O Guedes continuou na mesma.
– Nem a terminologia específica você domina – reclamou Vicente.
– Você acha que entende muito de mulher, né? – respondeu o Guedes, saindo da letargia. – Pra mim, entender de mulher é mais do que ser um tiosinho comedor.
– Pois pra mim – disse Vicente –, continua sendo um mistério como alguém que só comeu uma única buceta na vida pode encher a boca para dizer que encontrou a “verdadeira felicidade amorosa”.
Constatando que seus piores receios se confirmavam, o Ricardo, a seu modo, protestou:
– Iiihhh…
Mas os dois amigos não lhe deram atenção.
– Você não desvenda esse mistério – retomou o Guedes – porque nunca sentiu nada parecido. Só por isso.
– Outra coisa que eu também não entendo é por que o fato de eu ter várias mulheres te deixa tão incomodado.
– É porque eu gosto de você, e tenho pena de te ver eternamente caindo nas mesmas armadilhas. Começa se gabando e depois, quando bate a solidão, fica se lamentando, “não quero mais isso pra mim”, “preciso de uma companheira” etcetera e tal.
– Nisso ele tem razão, Vicente – concordou o Ricardo. – O pior defeito no seu estilo de vida é essa instabilidade.
– E daí? – respondeu Vicente, de novo num tom petulante.
O Guedes, sentindo que havia tocado num ponto fraco, desdobrou o raciocínio:
– A sua estabilidade, Vicente, é tão grande quanto a sua capacidade de lidar com a crítica.
– Foda-se.
– Tá vendo?
O Ricardo riu, divertido com o duelo verbal. Mas o Vicente não se rendeu. Espalhou a brasa, atingindo aos dois amigos de uma vez:
– O que vocês chamam de instabilidade eu chamo de inconformismo, de recusa à acomodação.
Uma nova rodada de chopes interrompeu o papo, mas só por instantes. Assim que o garçom se afastou, os amigos recomeçaram.

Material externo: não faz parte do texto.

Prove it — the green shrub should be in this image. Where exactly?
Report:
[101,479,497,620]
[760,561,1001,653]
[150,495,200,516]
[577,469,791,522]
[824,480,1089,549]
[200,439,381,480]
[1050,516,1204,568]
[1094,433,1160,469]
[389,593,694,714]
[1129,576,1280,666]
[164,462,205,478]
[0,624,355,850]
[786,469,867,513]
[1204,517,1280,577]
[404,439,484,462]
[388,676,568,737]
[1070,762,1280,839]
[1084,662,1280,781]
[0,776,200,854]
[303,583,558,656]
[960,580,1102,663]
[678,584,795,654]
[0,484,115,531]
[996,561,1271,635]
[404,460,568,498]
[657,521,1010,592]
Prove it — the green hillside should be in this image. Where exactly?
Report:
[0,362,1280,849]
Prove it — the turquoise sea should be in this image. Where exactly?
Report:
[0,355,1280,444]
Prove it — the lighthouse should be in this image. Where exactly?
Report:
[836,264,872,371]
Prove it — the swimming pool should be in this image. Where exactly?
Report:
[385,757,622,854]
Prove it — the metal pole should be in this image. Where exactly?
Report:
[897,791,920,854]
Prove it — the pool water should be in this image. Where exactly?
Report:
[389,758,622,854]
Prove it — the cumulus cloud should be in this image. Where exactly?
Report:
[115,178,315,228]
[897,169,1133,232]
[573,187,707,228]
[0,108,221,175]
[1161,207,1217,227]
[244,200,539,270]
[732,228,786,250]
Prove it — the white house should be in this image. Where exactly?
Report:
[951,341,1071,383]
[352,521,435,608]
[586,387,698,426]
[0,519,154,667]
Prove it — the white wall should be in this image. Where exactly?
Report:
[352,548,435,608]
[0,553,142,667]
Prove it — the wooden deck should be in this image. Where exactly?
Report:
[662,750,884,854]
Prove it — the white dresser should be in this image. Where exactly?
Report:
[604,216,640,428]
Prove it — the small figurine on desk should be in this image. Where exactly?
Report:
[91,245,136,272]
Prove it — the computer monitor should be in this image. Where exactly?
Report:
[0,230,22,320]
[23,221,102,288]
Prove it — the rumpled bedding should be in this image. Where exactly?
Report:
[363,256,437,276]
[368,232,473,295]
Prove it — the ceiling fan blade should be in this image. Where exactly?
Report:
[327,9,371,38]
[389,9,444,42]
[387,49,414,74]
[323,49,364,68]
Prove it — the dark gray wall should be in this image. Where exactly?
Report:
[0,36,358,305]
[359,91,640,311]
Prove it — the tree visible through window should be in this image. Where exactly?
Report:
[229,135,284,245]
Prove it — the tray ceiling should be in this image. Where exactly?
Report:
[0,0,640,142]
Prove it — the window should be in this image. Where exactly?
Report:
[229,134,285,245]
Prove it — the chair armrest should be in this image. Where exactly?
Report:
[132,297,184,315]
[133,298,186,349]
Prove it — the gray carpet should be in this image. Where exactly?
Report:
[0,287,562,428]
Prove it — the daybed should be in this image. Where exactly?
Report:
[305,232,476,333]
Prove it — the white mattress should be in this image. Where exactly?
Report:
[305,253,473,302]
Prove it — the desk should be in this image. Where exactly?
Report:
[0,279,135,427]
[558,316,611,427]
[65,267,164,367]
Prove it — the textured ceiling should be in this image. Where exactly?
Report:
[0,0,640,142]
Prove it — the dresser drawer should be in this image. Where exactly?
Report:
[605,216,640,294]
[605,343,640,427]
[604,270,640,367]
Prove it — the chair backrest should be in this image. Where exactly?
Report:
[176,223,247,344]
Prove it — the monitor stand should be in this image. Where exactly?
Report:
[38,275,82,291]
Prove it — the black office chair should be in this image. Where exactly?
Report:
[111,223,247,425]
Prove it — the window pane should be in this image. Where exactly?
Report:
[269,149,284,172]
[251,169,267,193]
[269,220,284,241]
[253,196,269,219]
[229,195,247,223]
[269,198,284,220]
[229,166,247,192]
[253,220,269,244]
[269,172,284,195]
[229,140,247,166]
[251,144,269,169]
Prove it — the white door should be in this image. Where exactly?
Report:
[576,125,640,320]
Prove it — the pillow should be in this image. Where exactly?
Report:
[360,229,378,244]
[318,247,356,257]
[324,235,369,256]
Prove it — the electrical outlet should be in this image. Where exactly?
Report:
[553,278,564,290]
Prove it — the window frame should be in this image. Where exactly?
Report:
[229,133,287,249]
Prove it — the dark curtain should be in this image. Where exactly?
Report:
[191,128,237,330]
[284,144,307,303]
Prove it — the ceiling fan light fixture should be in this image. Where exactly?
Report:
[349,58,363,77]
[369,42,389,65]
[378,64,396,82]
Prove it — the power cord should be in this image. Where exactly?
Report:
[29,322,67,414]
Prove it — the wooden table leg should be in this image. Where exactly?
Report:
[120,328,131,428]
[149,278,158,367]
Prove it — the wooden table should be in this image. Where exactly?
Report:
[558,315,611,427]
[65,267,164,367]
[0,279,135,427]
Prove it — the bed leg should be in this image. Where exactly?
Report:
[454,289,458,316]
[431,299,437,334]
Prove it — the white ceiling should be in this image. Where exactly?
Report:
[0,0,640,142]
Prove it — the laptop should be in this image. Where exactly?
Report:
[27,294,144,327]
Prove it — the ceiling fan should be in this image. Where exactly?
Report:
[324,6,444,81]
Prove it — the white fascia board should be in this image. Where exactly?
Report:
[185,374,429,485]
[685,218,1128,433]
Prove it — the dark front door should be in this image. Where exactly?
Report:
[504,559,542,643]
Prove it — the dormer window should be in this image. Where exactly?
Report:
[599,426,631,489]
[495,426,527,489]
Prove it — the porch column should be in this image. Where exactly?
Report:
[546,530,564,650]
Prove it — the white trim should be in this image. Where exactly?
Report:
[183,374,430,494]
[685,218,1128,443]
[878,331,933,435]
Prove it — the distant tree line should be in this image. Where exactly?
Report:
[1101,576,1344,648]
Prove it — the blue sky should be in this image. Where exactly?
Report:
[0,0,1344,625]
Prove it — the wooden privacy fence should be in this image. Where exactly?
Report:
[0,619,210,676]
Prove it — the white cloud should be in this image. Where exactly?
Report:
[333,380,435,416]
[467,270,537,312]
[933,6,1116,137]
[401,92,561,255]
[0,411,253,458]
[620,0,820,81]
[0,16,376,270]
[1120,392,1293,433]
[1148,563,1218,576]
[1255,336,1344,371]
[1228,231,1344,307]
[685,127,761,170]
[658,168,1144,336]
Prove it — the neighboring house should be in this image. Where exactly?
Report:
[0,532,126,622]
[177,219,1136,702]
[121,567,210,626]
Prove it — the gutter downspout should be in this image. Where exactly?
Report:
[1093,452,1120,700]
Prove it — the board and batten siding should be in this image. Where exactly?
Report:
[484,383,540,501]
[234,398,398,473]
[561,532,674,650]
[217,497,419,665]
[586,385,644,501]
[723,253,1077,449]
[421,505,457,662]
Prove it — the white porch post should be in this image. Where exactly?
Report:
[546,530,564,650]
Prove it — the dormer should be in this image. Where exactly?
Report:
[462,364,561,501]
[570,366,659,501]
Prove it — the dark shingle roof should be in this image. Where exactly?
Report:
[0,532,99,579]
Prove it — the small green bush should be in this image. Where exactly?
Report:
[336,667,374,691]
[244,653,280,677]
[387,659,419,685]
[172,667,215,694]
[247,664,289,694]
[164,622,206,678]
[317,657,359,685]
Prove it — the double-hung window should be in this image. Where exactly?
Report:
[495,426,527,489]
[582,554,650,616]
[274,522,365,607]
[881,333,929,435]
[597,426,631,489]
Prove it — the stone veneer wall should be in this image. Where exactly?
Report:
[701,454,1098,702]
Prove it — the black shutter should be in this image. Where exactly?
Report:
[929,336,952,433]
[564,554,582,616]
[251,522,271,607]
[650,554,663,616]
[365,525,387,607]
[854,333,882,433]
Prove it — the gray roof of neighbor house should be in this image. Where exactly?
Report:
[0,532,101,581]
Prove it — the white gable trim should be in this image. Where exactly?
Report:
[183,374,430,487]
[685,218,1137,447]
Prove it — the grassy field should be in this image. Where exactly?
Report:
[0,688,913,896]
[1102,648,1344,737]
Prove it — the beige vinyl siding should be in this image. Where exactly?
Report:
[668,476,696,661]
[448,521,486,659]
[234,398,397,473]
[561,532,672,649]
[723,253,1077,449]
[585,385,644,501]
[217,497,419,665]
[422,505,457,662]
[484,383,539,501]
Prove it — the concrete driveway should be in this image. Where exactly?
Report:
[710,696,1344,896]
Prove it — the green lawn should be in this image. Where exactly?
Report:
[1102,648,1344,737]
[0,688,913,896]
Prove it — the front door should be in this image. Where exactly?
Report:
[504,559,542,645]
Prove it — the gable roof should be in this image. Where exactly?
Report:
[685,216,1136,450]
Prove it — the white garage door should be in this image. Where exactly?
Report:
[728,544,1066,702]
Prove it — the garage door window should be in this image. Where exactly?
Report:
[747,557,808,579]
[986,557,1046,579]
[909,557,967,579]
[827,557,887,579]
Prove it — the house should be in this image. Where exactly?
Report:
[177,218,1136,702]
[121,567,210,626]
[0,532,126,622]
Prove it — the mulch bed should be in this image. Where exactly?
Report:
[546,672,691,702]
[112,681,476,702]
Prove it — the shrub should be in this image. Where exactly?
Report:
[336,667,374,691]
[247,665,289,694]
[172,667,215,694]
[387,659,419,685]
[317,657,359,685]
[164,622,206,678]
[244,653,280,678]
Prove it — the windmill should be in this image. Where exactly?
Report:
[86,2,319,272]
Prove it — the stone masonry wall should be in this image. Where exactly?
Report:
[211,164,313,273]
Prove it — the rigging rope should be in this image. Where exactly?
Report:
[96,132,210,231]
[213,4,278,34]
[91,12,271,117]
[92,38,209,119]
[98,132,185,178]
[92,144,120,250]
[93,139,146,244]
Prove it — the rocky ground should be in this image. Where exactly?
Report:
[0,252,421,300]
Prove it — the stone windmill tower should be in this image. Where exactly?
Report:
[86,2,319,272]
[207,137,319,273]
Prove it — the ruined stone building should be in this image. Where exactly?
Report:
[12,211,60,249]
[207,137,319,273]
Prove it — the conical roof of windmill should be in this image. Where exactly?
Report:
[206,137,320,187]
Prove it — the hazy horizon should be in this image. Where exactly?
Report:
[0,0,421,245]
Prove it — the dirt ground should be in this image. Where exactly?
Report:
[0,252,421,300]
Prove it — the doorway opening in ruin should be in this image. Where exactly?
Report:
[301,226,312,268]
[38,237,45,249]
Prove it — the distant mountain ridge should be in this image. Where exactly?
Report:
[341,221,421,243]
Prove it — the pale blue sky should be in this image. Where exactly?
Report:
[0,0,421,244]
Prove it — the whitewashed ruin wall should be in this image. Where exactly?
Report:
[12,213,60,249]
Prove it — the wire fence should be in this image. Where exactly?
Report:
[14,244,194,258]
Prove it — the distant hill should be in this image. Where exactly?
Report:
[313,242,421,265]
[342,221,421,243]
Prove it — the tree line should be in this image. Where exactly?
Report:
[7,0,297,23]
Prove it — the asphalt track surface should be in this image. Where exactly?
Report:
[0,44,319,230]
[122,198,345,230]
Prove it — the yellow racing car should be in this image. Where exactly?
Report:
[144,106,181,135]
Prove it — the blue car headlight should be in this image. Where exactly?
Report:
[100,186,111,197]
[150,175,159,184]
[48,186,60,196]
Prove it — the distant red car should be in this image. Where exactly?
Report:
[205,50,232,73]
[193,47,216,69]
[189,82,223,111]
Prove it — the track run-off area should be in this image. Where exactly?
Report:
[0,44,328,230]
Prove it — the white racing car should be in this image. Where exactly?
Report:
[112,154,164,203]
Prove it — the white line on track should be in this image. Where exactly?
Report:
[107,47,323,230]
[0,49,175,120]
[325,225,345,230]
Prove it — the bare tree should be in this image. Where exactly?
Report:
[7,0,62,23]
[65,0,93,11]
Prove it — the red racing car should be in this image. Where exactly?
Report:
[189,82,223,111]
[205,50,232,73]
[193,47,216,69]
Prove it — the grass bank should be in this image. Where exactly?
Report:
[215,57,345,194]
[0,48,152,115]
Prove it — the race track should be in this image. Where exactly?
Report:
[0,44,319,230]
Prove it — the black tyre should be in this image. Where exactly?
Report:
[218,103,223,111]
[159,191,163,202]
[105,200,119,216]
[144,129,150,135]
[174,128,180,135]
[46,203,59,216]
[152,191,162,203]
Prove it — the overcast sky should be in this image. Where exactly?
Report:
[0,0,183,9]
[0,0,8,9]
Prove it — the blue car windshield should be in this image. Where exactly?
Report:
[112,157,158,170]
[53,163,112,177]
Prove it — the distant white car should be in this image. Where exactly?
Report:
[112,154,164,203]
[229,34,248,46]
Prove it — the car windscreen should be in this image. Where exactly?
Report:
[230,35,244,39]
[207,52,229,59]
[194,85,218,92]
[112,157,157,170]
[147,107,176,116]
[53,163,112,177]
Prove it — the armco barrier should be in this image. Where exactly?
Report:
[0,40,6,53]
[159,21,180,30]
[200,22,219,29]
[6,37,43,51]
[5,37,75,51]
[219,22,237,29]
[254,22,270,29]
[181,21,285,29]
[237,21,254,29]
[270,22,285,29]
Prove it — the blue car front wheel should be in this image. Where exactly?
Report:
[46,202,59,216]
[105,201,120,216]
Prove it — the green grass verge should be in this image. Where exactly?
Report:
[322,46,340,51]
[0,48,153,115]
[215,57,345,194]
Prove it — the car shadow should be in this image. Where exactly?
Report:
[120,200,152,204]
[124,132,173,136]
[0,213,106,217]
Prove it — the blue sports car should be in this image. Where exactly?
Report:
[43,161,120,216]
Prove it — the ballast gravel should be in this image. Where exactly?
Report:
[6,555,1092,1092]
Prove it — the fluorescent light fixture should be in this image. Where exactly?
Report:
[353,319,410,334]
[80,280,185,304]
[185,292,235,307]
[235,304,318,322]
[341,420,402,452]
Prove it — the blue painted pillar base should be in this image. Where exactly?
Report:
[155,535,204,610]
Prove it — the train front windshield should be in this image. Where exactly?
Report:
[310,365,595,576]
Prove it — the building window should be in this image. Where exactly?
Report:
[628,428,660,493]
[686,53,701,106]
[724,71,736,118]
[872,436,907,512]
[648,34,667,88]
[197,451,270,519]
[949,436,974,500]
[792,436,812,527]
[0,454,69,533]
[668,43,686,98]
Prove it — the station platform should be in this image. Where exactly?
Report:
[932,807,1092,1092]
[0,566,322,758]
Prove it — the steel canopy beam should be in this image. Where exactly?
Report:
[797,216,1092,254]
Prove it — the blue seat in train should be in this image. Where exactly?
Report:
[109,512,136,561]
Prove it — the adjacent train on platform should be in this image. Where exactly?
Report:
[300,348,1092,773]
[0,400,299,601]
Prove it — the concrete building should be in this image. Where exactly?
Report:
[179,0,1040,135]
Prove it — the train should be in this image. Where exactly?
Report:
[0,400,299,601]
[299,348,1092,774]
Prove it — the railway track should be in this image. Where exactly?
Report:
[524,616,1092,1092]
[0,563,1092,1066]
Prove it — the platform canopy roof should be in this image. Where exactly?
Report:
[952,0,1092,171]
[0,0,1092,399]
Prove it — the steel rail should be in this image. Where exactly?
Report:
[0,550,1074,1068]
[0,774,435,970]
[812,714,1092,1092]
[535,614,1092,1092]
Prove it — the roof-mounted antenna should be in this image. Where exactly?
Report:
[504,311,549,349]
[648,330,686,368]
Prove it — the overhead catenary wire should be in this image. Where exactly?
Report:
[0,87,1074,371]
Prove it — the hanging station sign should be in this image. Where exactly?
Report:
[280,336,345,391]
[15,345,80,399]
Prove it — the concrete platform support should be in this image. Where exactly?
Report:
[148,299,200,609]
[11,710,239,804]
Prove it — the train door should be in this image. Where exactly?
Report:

A noite agora tinha pegado embalo.
– Inclusive tenho de confessar a vocês – falou o Vicente –, que desenvolvi uma nova tara.
– Qual? – deixou escapar Ricardo, imediatamente interessado.
– Guedes, eu ofendo a tua sensibilidade se responder a pergunta? – perguntou Vicente.
– Fala logo e não enche.
– Bom, vocês sabem que paquerar mulher acompanhada sempre me deu o maior tesão…
– Sabemos – responderam os amigos em uníssono.
– Basta eu ver um casal que já me interesso. Fico esperando a mulher me olhar. Quando ela olha, dou aquela secada. Encaro mesmo. Ainda mais quando os dois estão se beijando. Adoro paquerar uma mulher enquanto ela beija outro cara.
– Que horror – disse o Guedes.
– Mas eu já vi dar certo, Guedes, aqui nesse mesmo balcão – testemunhou o Ricardo.
– Lembra? – perguntou Vicente, orgulhoso.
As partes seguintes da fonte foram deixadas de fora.